1978. John Belushi et Dan Aykroyd reprennent Soul Man sur le plateau du Saturday Night Live. Deux ans plus tard, John Landis transforme ce simple sketch musical en un long métrage devenu mythique. Comment un « délire » télévisuel a-t-il pu donner naissance à l’un des films les plus libres et les plus euphorisants du Nouvel Hollywood ? La réponse tient sans doute à une alchimie que le cinéma mainstream d’aujourd’hui peine encore à retrouver… voire n’y parvient tout simplement pas !

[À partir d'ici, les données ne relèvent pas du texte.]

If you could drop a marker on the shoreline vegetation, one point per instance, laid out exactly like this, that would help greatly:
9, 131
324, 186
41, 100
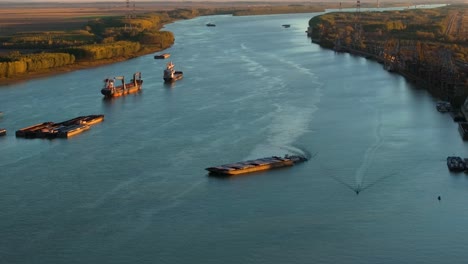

L’histoire : Dès sa sortie de prison, Jake Blues est emmené par son frère Elwood chez Soeur Mary Stigmata, qui dirige l’orphelinat dans lequel ils ont été élevés. Ils doivent réunir 5 000 dollars pour sauver l’établissement, sinon c’est l’expulsion.

Notre avis :

Le chaos comme méthode

1979. Steven Spielberg réalise 1941 avec John Belushi. Deux ans plus tard, il livre Les Aventuriers de l’Arche perdue. Nous sommes alors au sommet de cette période bénie où les cinéastes du Nouvel Hollywood imposent encore leur vision au cœur du système des studios pilotant l’Entertainment. The Blues Brothers appartient pleinement à cet âge d’or. Produit par Spielberg, porté par Belushi et Dan Aykroyd, le film de John Landis apparaît aujourd’hui comme le témoignage d’une époque où les grands succès populaires pouvaient encore naître d’une liberté créatrice que l’industrie contemporaine, gouvernée par une logique de validation par checklist permanente, semble avoir largement oubliée.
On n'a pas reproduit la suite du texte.